Okay, so now what we need to do to
find 𝐴𝐶𝐵 is multiply this by 𝐵. So what we’re gonna have is the
matrix zero, zero, five, three multiplied by the matrix negative four, one, negative
six, six. And as we’re multiplying a
two-by-two matrix by a two-by-two matrix, then the answer matrix will also be a
two-by-two matrix. So in order to work out the
different elements for our answer matrix, what we’ll do is multiply the elements
from the first row in the first matrix by the corresponding elements in the first
column in the second matrix, and then we will add them together. So we have zero multiplied by
negative four plus zero multiplied by negative six.
And then we repeat this for the
next element but this time multiplying the elements from the first row in the first
matrix by the second column in the second matrix and then adding them together. So we have zero multiplied by one
plus zero multiplied by six. And then following this pattern on,
we’ll have five multiplied by negative four plus three multiplied by negative six
for the next element and then finally five multiplied by one plus three multiplied
by six for the final element. And then if we calculate each of
these elements, we’ll have the answer matrix zero, zero, negative 38, 23. And this is the value for
𝐴𝐶𝐵.
Okay, now, we move on to the next
part of the problem, and we’ll try and find 𝐵𝐴𝐶. Now in 𝐵𝐴𝐶, if we check again,
if we can do 𝐵𝐴 to begin with, well, we’d be able to do 𝐵𝐴 because the number of
columns in the first matrix 𝐵 is two and the number of rows in the second matrix 𝐴
is also two. So we’ll be able to multiply them
together. Similarly, if we wanted to multiply
𝐴 and 𝐶 first, we’d also be able to do this because the number of columns in the
first matrix 𝐴 is one and the number of rows in the second matrix 𝐶 is also
one.
At this point, it’s worth showing
an example where we wouldn’t be able to find the multiplication. And that would be if we had 𝐴𝐵
because if we take a look at 𝐴𝐵, 𝐴 has one column, whereas matrix 𝐵 has two
rows. So therefore, these are different,
so we would not be able to do the multiplication 𝐴𝐵. Okay, great. Now we’ve seen what we can and
cannot multiply when we’re looking at 𝐵𝐴𝐶. What we’re going to do it is look
at 𝐵𝐴 first.
Now, when we multiply matrix 𝐵 by
matrix 𝐴, we’re gonna have matrix negative four, one, negative six, six multiplied
by matrix zero, one. And this time, because we’re gonna
have a two-by-two matrix multiplied by a two-by-one matrix, our answer matrix is
also gonna be two by one because it’s gonna be the number of rows in the first
matrix by the number of columns in the second matrix.

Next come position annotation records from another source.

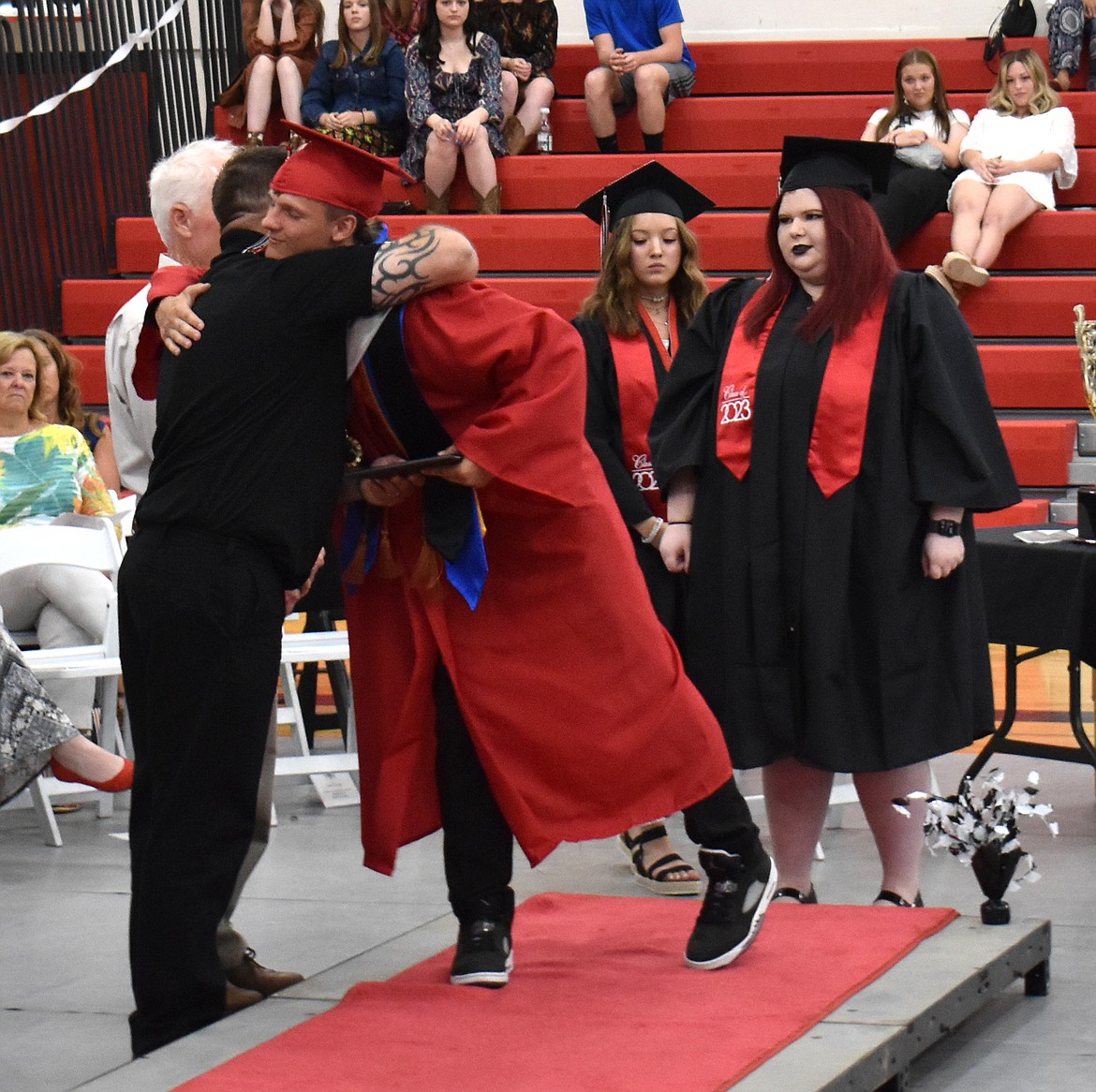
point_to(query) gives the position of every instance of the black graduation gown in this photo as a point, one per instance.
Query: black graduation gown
(811, 631)
(606, 437)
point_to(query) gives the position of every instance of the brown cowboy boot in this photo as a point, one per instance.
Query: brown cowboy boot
(489, 202)
(437, 204)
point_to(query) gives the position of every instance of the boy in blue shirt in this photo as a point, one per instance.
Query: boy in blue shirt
(643, 62)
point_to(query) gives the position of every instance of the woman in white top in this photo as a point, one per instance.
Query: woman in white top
(1014, 151)
(926, 133)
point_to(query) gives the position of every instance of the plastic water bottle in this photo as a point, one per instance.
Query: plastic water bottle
(543, 134)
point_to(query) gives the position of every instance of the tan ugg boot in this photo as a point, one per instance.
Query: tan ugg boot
(437, 204)
(489, 204)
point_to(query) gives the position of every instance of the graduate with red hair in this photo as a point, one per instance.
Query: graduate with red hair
(824, 437)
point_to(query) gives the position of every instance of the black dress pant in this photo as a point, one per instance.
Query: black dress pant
(914, 195)
(200, 622)
(479, 845)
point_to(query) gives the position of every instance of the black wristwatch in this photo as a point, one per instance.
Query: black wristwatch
(948, 528)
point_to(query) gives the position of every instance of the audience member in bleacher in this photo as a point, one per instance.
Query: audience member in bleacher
(648, 291)
(1016, 149)
(1069, 23)
(526, 32)
(824, 436)
(926, 133)
(180, 188)
(47, 470)
(402, 19)
(453, 96)
(283, 40)
(507, 659)
(643, 62)
(356, 89)
(233, 517)
(36, 732)
(59, 402)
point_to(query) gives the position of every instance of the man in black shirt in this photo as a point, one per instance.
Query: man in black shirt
(246, 461)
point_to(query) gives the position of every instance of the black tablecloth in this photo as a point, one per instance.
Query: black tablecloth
(1039, 595)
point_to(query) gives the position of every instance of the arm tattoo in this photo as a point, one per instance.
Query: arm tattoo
(398, 269)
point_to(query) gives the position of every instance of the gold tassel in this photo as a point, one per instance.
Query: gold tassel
(427, 569)
(387, 567)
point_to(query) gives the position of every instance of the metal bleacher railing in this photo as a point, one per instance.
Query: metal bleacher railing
(68, 172)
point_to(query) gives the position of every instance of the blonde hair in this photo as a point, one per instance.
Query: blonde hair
(613, 303)
(1044, 97)
(378, 36)
(10, 344)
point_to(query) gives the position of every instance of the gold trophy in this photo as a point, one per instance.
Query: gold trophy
(1085, 330)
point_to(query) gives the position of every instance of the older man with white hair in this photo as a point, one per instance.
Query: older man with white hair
(180, 189)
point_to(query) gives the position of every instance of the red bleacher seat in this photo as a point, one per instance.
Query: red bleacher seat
(1013, 307)
(1032, 376)
(726, 68)
(1029, 510)
(1040, 450)
(760, 123)
(92, 376)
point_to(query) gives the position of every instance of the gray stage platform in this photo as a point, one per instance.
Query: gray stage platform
(870, 1040)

So to find our values, what we’re
going to do is again multiply our corresponding values from the first row in the
first matrix by the first column in the second matrix and then move on to the second
row in the first matrix by the first row in the second matrix, well the only row in
the second matrix. So we’re gonna have negative four
multiplied by zero plus one multiplied by one and then negative six multiplied by
zero plus six multiplied by one, which is going to give us the answer matrix for
𝐵𝐴 of one, six. Okay, great. Now the final step is now to
multiply 𝐵𝐴 by matrix 𝐶 to give us 𝐵𝐴𝐶.
Well, to do this, what we’re going
to do is multiply matrix one, six by the matrix five, three. And what we have here is a
two-by-one matrix multiplied by a one-by-two matrix. So therefore, the answer matrix is
in fact going to be two by two because it’s the number of rows from the first matrix
by the number of columns in the second matrix.
So then when we carry out the
multiplication, what we’re gonna get is one multiplied by five for our first
element, then one multiplied by three, six multiplied by five, and six multiplied by
three, which is gonna give us the answer matrix five, three, 30, 18. So therefore, we can say that both
𝐴𝐶𝐵 and 𝐵𝐴𝐶 are possible and 𝐴𝐶𝐵 is the matrix zero, zero, negative 38, 23
and 𝐵𝐴𝐶 is the matrix five, three, 30, 18.